Metalloproteinases as mediators of tissue regeneration in the peripheral nerve: an important role for metalloproteinase-2

A Köhne ¹, HC Lehmann ¹, O Kiehl ¹, G Meyer zu Hörste ¹, HP Hartung ¹, BC Kieseier ¹

¹Düsseldorf

Kongressbeitrag

Background: Metalloproteinases (MMP) have been implicated to contribute to the harmful effects of inflammation in the peripheral nervous system by promoting cytotoxicity and breakdown of the blood-nerve-barrier. However, recent studies indicate that in a regenerative milieu, MMP-2 may also facilitate repair mechanisms by promoting axonal guidance and remodelling of the extracellular matrix. We discovered that MMP-2 was highly upregulated in naïve Schwann cell cultures and investigated therefore the expression of MMP-2 in cerebrospinal fluid (CSF) in patients with inflammatory neuropathies and an in-vitro model of myelination in the PNS.

Methods: MMP-2 expresssion was determined by ELISA-based MMP-2 activity assay in CSF from patients with inflammatory neuropathies.

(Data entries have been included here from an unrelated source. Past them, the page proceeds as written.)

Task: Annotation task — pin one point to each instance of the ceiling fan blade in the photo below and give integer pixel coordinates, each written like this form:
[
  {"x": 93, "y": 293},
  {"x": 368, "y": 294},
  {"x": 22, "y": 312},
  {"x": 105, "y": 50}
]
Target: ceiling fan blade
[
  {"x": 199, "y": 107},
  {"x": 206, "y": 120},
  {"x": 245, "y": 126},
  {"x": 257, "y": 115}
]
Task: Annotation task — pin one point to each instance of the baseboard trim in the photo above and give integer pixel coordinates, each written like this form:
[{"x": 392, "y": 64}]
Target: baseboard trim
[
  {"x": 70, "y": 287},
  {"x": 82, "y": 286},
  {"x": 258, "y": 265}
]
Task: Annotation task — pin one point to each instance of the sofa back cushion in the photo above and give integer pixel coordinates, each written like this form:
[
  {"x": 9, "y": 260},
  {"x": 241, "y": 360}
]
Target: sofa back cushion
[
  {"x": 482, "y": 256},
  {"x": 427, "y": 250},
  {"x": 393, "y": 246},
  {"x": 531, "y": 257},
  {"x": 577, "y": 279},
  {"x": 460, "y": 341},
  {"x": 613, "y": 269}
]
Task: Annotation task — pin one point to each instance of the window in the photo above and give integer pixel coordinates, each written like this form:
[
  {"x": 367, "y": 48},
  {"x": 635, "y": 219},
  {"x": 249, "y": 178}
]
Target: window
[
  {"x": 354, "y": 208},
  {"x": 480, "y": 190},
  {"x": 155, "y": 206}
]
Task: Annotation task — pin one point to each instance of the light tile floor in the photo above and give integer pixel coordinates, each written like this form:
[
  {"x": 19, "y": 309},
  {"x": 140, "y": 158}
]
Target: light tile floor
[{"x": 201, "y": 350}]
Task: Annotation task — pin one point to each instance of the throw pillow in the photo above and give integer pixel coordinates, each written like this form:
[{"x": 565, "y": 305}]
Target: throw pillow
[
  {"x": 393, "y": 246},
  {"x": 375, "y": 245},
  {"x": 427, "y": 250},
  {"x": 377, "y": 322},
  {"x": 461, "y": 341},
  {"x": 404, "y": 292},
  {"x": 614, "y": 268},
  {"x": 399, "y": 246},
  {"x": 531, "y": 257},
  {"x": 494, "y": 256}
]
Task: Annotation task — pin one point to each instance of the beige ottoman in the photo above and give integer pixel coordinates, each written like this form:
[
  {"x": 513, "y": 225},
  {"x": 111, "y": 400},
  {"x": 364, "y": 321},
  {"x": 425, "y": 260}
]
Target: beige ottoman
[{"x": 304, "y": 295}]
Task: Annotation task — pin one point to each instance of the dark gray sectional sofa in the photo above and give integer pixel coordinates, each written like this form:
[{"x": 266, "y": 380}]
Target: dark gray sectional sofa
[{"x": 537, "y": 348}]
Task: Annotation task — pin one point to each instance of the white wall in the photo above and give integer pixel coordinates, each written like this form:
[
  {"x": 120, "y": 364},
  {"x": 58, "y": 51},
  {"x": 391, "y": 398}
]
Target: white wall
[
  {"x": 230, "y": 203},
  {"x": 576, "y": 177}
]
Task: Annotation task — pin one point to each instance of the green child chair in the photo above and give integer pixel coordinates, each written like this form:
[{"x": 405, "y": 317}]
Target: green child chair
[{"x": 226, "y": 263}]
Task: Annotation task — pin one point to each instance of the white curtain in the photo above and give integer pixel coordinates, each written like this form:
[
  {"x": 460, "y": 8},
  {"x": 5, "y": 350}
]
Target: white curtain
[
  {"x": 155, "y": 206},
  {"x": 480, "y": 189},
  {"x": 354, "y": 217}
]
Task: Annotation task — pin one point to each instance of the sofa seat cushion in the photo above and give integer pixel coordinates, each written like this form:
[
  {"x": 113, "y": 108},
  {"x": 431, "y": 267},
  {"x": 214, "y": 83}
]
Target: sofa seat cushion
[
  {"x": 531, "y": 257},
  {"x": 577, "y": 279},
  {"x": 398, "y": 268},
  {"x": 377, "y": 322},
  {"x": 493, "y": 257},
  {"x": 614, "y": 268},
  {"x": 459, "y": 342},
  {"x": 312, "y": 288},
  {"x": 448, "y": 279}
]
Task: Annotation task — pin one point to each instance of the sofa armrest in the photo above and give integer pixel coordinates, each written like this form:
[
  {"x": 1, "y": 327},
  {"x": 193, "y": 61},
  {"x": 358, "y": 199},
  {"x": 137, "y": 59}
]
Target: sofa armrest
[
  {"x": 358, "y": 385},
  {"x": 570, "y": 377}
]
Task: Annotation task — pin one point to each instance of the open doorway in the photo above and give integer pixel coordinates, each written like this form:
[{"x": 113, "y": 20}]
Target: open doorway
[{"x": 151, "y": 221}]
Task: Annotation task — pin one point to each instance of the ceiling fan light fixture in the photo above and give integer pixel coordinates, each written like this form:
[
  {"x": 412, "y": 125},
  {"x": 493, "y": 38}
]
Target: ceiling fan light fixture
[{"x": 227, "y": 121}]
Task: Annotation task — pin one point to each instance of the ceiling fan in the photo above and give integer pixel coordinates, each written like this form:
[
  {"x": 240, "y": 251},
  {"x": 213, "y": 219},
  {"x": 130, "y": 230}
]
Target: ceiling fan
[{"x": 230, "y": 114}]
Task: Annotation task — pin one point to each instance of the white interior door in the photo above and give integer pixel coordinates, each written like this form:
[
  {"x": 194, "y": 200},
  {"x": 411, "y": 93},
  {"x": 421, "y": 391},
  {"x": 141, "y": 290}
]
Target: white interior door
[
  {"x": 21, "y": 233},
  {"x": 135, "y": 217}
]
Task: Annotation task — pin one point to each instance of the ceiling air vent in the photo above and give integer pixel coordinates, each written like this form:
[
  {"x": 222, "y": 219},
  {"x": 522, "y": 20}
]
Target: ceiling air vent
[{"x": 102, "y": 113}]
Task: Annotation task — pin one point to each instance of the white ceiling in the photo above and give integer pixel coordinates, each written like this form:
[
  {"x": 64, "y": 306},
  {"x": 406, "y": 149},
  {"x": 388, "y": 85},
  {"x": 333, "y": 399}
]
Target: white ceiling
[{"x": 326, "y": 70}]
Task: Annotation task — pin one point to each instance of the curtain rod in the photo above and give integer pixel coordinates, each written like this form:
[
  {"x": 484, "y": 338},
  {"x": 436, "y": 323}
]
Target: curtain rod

To study the effect of MMP-2 on myelination in vitro, dissociated embryonic dorsal root ganglia neurons and Schwann cells were maintained for approximately 30 days in culture until the Schwann cells had myelinated the sensory axons. Myelination was correlated with MMP-2 expression as determined by zymography. Further, chemical inhibitors of MMP-2 were added to the cultures to modulate MMP-2 activity.

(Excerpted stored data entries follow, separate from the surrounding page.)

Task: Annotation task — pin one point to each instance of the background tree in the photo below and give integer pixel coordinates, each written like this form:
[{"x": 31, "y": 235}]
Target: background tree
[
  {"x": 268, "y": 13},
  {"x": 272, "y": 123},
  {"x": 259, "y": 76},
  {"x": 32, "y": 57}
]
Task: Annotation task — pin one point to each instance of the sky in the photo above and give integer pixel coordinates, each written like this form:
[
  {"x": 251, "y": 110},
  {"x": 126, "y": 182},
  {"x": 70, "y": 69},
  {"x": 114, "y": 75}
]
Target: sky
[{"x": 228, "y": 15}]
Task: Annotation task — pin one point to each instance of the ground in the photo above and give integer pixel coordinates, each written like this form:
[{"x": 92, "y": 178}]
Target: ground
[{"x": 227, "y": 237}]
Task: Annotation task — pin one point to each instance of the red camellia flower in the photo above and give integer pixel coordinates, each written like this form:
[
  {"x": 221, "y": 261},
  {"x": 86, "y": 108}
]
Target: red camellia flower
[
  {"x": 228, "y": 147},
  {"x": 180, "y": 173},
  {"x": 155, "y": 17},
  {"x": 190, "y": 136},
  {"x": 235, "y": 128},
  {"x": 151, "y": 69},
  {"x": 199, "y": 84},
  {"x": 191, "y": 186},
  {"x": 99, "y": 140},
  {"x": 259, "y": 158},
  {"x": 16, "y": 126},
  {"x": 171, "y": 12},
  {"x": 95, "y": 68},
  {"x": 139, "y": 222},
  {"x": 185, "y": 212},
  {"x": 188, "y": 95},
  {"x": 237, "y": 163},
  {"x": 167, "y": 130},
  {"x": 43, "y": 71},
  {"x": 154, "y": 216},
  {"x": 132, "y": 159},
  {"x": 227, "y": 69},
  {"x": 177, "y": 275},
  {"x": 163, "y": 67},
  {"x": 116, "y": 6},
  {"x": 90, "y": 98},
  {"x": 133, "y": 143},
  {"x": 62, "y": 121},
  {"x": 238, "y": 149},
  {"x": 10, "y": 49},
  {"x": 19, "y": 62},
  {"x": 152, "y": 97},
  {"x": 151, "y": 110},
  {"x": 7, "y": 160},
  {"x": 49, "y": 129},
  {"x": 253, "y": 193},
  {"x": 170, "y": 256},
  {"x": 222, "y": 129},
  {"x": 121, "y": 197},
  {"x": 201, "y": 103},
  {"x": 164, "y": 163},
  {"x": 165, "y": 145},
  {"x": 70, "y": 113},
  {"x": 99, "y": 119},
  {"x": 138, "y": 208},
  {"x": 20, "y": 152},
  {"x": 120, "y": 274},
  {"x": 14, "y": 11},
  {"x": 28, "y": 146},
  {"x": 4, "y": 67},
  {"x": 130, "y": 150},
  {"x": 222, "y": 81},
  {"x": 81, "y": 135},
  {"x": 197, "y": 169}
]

Results: MMP-2 levels were significantly elevated in CSF from patients with inflammatory neuropathies. In vitro, during the process of myelination, MMP-2 was highly expressed but high levels of MMP-2 were not maintained in “steady state“ myelinated co-cultures. When inhibitors of MMP-2 were added during the early stages of the cell cultures, we found an incomplete and aberrant myelin formation. This negative effect of MMP-2 inhibition was not present in the later stages of the cell cultures, when the Schwann cells had completed myelin formation. MMP-14, which was expressed in axons activated the pro-form of MMP-2 in vitro.

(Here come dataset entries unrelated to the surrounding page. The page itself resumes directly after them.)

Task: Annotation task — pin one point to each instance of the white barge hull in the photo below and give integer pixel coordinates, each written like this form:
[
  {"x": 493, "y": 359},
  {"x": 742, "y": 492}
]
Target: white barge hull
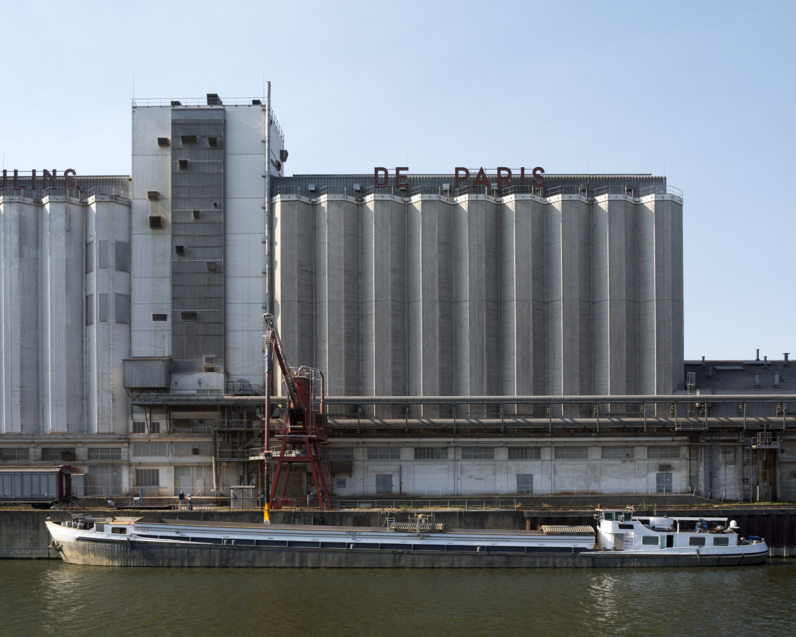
[{"x": 307, "y": 547}]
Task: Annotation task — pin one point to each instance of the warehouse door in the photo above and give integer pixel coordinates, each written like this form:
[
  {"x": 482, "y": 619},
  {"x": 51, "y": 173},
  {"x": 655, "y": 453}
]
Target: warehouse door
[
  {"x": 383, "y": 484},
  {"x": 525, "y": 483}
]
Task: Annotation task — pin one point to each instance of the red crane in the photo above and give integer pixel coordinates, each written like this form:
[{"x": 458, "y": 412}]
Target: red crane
[{"x": 304, "y": 427}]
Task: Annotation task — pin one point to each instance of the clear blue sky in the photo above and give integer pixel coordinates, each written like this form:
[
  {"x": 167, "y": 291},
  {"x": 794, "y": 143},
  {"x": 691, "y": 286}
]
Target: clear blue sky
[{"x": 702, "y": 90}]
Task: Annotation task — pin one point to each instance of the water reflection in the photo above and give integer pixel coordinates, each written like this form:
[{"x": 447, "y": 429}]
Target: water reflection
[{"x": 52, "y": 598}]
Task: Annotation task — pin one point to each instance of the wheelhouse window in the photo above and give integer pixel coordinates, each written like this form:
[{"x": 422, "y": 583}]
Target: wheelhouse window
[{"x": 478, "y": 453}]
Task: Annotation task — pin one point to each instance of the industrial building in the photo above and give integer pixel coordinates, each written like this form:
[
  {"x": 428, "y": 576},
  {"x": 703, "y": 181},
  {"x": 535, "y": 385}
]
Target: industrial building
[{"x": 131, "y": 311}]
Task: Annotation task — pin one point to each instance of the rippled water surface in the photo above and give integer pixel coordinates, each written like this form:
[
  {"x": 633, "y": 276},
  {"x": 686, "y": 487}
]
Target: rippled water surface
[{"x": 53, "y": 598}]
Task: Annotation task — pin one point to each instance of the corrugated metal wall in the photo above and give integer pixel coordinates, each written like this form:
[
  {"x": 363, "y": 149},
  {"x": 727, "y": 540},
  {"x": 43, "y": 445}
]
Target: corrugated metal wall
[{"x": 197, "y": 208}]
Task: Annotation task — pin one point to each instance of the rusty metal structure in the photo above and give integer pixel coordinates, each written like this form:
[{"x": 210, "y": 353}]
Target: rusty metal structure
[{"x": 304, "y": 428}]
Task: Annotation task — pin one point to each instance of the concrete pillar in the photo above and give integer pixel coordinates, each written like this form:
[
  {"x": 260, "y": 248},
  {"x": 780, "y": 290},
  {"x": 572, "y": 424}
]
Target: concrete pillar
[
  {"x": 522, "y": 298},
  {"x": 107, "y": 339},
  {"x": 476, "y": 297},
  {"x": 294, "y": 282},
  {"x": 660, "y": 295},
  {"x": 337, "y": 293},
  {"x": 19, "y": 316},
  {"x": 383, "y": 299},
  {"x": 63, "y": 236},
  {"x": 614, "y": 304}
]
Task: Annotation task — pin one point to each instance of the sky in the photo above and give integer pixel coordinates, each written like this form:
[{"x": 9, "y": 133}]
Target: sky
[{"x": 702, "y": 92}]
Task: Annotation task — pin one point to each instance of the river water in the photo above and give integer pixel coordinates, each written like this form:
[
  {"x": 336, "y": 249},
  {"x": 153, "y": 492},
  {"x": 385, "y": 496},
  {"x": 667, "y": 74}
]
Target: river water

Conclusion: Our findings suggest that MMP-2 is critically involved in the early process of myelination. MMP-14 may act as an axonal signal to activate MMP-2, which subsequently promotes the formation of myelin in the PNS. Our observations have implications for strategies of remyelination in patients with inflammatory neuropathies. The modulation of MMP activity as potential therapeutic approach must consider not only the known pathological effects of MMP's but also their beneficial effects on repair mechanisms in the peripheral nerve, including the process of (re)myelination.